Sarah Kirkconnell has one of the best sites for FBC how-to and recipes here.  I have her book, and while a lot of the recipes use pasta, instant potatoes, and rice, which I don't eat, my kids really like many of the meals.   For healthier dinners, replace pasta with dried julienned zucchini noodles ("zoodles"), dried riced cauliflower for the rice, and dried mashed cauliflower for potatoes.



Roadside Stop to Heat Water for Tea and a Snack with an Alcohol Stove
My kids may disagree that freezer bag meals in a hotel room is better than pizza or hamburgers in a restaurant, but then again, they don't pay the bills!  We ski a fair amount during the winter.  Since the nearest ski resort is several hours away, we stay for one to three nights in a hotel room.  Skiing is not a cheap hobby; paying for lift tickets, equipment, gas, and accommodations means a weekend out can break the bank.  One way I save money is to bring a cooler of snacks and fruit, and to eat in the room at night by heating water in the stove then rehydrate pre-made freezer bag dinners.

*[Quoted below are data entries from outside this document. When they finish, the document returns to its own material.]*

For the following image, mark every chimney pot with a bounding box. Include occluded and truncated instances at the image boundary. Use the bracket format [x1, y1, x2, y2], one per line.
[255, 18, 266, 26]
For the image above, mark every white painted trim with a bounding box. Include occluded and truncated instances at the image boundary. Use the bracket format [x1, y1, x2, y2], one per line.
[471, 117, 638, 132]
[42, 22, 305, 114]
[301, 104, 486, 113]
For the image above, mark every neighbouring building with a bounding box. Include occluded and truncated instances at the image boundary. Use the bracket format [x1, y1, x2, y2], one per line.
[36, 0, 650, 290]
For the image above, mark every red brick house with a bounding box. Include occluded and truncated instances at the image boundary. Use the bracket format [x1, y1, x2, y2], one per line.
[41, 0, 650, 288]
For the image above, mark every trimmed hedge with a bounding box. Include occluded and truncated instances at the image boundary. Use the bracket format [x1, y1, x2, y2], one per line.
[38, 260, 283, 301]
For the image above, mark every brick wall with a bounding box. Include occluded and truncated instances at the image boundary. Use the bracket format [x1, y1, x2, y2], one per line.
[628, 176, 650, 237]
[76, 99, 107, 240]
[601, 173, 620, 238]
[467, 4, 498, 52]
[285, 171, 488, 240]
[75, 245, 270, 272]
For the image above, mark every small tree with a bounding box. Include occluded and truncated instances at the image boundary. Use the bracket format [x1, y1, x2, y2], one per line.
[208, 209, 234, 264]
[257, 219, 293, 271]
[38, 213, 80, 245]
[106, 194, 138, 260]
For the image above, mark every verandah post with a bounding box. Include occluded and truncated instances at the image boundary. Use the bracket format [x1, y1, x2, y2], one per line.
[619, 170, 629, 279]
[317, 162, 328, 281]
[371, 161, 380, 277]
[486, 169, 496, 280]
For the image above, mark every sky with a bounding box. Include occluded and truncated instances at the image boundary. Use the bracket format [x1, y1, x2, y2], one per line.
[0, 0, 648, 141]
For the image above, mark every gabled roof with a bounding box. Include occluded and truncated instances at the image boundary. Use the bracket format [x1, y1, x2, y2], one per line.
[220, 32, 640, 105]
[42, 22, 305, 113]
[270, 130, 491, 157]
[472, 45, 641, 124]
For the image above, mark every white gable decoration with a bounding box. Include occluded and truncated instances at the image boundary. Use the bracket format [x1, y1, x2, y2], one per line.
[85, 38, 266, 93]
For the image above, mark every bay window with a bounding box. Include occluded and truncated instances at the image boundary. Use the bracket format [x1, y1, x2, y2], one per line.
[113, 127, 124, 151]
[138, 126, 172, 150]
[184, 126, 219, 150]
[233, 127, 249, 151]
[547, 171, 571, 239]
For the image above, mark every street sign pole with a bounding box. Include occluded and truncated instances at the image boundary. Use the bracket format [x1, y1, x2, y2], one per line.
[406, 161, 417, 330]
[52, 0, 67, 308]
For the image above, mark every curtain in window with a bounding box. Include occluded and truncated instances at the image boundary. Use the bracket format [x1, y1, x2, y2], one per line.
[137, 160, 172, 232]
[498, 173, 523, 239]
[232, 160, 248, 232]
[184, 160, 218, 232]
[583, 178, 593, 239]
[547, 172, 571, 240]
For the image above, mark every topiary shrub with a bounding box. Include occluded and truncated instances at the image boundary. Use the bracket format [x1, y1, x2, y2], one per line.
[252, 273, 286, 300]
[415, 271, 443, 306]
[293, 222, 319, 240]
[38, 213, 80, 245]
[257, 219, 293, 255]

The upside to eating in the room after a day of activity like skiing or hiking, is that we can shower and eat at our leisure. We are usually dirty and exhausted, ready to clean up and lounge around the room instead of waiting for food service and paying ridiculous resort prices for dinner.  A word of caution here:  I feel much safer heating water on my Jetboil, since the likelihood of a fuel spill and subsequent fire is unlikely.  I also cook outside on the balcony or on the front stoop.  Depending on the stove, in 2 to 6 minutes I have 16 ounces of boiling water, which is enough to rehydrate  one dinner and one hot beverage.

A couple years ago we travelled to Yellowstone National Park, planning to spend 9 days driving around the park, staying in park operated hotels. My husband thought I was nuts to pack a good portion of our checked suitcase with dehydrated meals prepared at home, along with my trusty Jetboil. "Why can't we just eat in restaurants like normal people?" he inquired.


Rich Fly Fishing while I make dinner nearby
Although we had to hit the outdoor retail store in Jackson Hole upon landing to buy fuel, he ended up being appreciative when we arrived at the hotels to find that very few rooms (only two our entire trip), came equipped with in-room coffee service, especially when I was able to dig out his favorite instant coffee from my bottomless food bag and make up coffee and tea first thing in the morning.  And later, when he found that perfect trout stream about an hour from the nearest restaurant, he was thrilled that we wouldn't have to leave at dinner time, since I was able to whip up some spaghetti with meat sauce in minutes, complete with grated Parmesan cheese.



I was happy to have some food in my tummy when we had to drive around to the nearest outfitter to find some pliers to get the fishing hook out of Rich's arm after he accidentally caught himself instead of a fish!  We would have been very late to dinner, indeed :)


The Biggest Catch of the Day!

Keep in mind that when air traveling, your backpacking stove is allowed in checked baggage, but fuel is prohibited.  Research ahead of time to find a place to purchase your fuel of choice once you reach your destination.  Canisters for stoves like the Jetboil can be purchased at any outdoor retailer, while alcohol stoves have a little more flexibility; methylated spirits can be purchased at hardware stores or WalMart in the paint aisle, and Heet brand fuel additive in the yellow bottles can be found in auto parts aisle.